How to Deal with Emotional Pain
When I talk to clients about how to deal with emotional pain, sometimes they know right away what I am talking about, the pain of the death of a loved one, rejection from someone close, separation from family. Other times people will look at me blankly and say they don’t experience emotional pain, that nothing is “going on” in their life. But emotional pain can be so much more than the obvious. It can be that lingering shame that we are not good enough, the guilt of past wrongs, the fear of rejection, the striving for perfection.
With emotional pain comes the avoidance of it. We all try it from time to time, some of us more successfully than others. What do you do to avoid emotional pain? Do you busy yourself in work, school? How about organization and cleaning? Maybe you’re more of a “work it out” kind of person, spending hours at they gym. Do you find yourself throwing everything you have in relationships? Or maybe just trying to find the next one? Do you find comfort in food? Alcohol? Drugs?

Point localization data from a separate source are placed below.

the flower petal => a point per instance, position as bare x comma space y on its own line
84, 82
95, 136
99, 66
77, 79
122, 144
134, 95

Now you might be thinking, “What do all of those things have to do with pain?” Frequently a client will tell me, “I just want to feel better”, and if that statement becomes stronger than “I want to heal” nine times out of ten they will choose one of the options that allow us to numb and distract instead of the path towards healing.
The thing about pain is it takes a while, sometimes you have to be there for longer than you want to. Its uncomfortable, it hurts, and it can often be excruciating. It will also stretch you and require you to grow in so many ways. It requires honesty and vulnerability, compassion and courage. If you reach for a “quick fix,” the pain does not go away, it is simply delayed and it continues to grow and fester until even your favorite coping mechanism does not work anymore.
If you are experiencing emotional pain, it takes courage to allow that pain to heal; to grieve, journal, talk, cry, sob, surround yourself with loved ones and wade through it. However, the end result of feeling rather than avoiding is freedom. Freedom from the pain, and from a vice or dysfunction that has the ability to keep you stuck for so much longer.